Covid salgını günde 300 kişinin hayatını almaya devam ederken, üstelik aşı olmanın ölümleri büyük oranda ortadan kaldırdığı ortadayken, bir kesim aşı olmak istemiyor. Sosyal medyadan yayılan yalan paylaşımlar ve komplo teorileri sebebiyle aşı karşıtı bir kesim oluşmuş durumda.
Aşı karşıtı insanların dikkatini çekmek istediğim bir konu var. Sosyal medyada aşının zararlı olabileceğini iddia eden doktorların hiçbirisi virolog veya immülonog değil, uzmanlıkları olmayan bir konu ile ilgili yorumlarda bulunuyorlar, muhtemelen bir kısmı da bu şekilde ünlenmek amacında. Uzmanlığı bağışıklık veya virüsler olan bütün biliminsanları aşıyı destekliyorlar. Yine sosyal medyada yer alan çarpıtılmış veya diğer veriler göz ardı edilerek paylaşılan istatistiki bilgiler dolanıyor. İstatistikten anlıyorsanız veya bilginin güvenilirliğini sorgularsanız kolaylıkla yanlış bilgi içerdiğini fark edebiliyorsunuz. Bu kasıtlı paylaşımlar yayılarak hali hazırda aşıdan korkan insanları daha da korkutuyor.

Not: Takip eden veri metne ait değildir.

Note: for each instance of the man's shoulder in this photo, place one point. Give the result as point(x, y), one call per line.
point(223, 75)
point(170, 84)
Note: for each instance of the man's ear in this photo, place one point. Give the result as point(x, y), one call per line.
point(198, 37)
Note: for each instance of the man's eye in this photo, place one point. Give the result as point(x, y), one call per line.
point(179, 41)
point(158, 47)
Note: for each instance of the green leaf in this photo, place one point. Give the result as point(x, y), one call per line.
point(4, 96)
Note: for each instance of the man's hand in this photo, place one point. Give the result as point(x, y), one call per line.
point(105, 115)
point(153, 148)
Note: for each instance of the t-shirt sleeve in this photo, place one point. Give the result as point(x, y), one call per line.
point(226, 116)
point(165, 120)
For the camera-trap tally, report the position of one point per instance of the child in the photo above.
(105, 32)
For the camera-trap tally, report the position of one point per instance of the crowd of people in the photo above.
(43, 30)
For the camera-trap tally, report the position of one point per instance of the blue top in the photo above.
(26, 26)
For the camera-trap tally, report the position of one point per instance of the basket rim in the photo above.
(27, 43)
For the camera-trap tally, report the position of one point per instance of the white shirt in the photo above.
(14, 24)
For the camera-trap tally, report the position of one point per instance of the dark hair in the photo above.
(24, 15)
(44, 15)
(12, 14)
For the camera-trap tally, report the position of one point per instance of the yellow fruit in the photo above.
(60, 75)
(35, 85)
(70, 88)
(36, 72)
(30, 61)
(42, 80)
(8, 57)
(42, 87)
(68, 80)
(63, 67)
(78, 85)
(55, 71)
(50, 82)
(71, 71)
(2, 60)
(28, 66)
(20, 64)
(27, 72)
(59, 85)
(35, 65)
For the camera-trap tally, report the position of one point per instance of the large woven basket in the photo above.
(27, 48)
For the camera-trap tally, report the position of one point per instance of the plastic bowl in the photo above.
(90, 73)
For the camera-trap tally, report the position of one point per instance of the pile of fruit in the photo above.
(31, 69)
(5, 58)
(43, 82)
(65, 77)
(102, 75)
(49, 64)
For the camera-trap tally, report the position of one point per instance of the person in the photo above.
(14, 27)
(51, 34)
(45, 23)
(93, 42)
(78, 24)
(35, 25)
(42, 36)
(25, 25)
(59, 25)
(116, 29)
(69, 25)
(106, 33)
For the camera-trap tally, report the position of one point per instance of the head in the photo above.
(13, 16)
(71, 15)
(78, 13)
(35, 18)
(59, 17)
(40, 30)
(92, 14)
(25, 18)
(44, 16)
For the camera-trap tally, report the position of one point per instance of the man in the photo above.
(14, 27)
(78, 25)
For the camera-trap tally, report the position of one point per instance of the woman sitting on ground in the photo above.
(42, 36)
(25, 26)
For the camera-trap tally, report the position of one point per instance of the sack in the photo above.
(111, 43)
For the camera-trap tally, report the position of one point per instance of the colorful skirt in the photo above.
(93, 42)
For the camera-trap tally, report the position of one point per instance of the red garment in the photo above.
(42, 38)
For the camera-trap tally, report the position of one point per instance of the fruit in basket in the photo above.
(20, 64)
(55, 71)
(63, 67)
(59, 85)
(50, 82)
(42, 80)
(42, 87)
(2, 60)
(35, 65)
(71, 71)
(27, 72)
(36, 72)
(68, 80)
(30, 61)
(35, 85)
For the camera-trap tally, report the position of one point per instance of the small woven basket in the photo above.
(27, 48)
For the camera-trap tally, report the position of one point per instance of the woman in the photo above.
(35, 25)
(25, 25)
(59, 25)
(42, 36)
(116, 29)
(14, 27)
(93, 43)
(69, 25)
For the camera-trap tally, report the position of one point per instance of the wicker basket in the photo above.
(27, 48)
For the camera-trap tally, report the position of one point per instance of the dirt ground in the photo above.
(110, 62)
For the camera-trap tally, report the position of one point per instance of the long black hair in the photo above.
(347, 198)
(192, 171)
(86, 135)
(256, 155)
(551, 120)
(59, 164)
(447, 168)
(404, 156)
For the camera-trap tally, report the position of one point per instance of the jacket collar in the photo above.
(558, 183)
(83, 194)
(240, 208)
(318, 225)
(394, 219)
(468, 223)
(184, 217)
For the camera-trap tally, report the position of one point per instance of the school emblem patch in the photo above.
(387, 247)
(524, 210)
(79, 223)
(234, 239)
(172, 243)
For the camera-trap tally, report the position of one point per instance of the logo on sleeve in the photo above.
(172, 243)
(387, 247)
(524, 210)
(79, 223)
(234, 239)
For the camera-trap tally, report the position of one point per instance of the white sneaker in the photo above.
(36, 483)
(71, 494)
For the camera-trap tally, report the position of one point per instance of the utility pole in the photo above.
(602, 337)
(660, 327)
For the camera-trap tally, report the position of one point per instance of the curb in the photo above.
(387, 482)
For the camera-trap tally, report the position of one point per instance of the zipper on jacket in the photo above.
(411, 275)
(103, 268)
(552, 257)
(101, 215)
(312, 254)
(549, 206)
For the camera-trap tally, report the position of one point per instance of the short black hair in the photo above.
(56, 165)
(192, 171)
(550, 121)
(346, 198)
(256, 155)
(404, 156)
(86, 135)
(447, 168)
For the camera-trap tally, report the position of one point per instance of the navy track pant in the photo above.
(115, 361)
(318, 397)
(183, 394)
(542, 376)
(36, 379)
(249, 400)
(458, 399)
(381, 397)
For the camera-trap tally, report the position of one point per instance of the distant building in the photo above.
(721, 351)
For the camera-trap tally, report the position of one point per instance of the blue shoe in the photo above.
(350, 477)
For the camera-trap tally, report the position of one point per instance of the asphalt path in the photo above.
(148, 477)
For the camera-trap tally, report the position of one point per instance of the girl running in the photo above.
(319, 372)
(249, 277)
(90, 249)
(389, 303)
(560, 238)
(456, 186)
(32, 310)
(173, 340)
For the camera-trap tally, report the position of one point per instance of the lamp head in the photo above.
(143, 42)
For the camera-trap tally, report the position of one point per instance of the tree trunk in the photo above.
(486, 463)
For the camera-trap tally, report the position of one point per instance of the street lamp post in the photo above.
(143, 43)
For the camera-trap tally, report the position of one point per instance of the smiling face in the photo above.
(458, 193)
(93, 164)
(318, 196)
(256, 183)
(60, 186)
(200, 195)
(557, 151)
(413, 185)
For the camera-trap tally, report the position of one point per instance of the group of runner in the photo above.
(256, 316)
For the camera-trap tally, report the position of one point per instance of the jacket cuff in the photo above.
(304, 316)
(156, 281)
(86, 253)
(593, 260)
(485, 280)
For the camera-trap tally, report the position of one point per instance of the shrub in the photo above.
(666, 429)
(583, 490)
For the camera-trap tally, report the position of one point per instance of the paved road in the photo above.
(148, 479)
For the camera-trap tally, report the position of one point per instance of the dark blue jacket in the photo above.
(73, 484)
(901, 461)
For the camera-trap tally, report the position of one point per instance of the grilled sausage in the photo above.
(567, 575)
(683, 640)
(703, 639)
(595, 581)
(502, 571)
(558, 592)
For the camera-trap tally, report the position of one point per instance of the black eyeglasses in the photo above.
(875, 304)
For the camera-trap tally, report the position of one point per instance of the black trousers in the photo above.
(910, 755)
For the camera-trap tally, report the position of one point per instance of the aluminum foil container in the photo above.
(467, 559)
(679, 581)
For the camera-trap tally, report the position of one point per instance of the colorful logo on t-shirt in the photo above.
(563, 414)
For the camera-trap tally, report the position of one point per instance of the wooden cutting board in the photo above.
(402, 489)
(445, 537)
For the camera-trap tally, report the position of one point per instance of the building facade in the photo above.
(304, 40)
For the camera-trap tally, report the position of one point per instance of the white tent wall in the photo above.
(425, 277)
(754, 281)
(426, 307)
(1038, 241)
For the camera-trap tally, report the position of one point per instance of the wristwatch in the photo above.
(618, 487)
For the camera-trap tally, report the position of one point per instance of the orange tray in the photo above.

Kişi dokunulmazlığı sebebi ile elbette kimseye zorla aşı veya tıbbi bir test yaptırılamaz. Ancak aşı karşıtları bu beden dokunulmazlığı haklarını kullanırken başkalarının yaşam haklarına karşı da bir tehdit olamazlar. 
Tam da bu amaçla, İçişleri Bakanlığı’nın geçen ay yayınladığı genelgeye göre aşı olmayan kişilerin, konser, sinema ve tiyatro gibi toplu faaliyetlere katılımında negatif sonuçlu Pcr testi zorunluluğu uygulaması başladı. Okullarda da yüz yüze eğitimde aşı yaptırmamış öğretmen ve personelden düzenli Pcr testi isteneceği de duyurulmuştu. Pcr testleri de ücretsiz yapılıyor. Yani aşı olmak istemiyor, test de yaptırmak istemiyorsanız, bu hakkınızı kullanırken başka insanları, sağlık haklarını ve yaşam haklarını tehlikeye atamazsınız.
Aşı karşıtları okullarda, aşı olmayanların Pcr testi yaptırması zorunluluğuna karşı çıkıyorlar, maalesef hukukçulardan dahi bu düşünceye destek olanlar var. Pcr testi yapılmayan çocuğun okula alınmamasını eğitim hakkına müdehale olduğunu iddia ediyorlar. Ancak burada yine diğer insanların yaşama hakkı ve toplum sağlığı devreye giriyor. Günde 300 kişinin öldüğü salgın zamanında, yaklaşan kışla bu sayılar daha da artacakken, üstelik eğitimin artık bir zorunluluk sebebiyle devam ettiği halde, Pcr testine dahi karşı çıkmanın akıl alır bir yanı yok. Eğitim hakkı temel haklardandır, ancak hiçbir zaman yaşam hakkının önüne geçemez.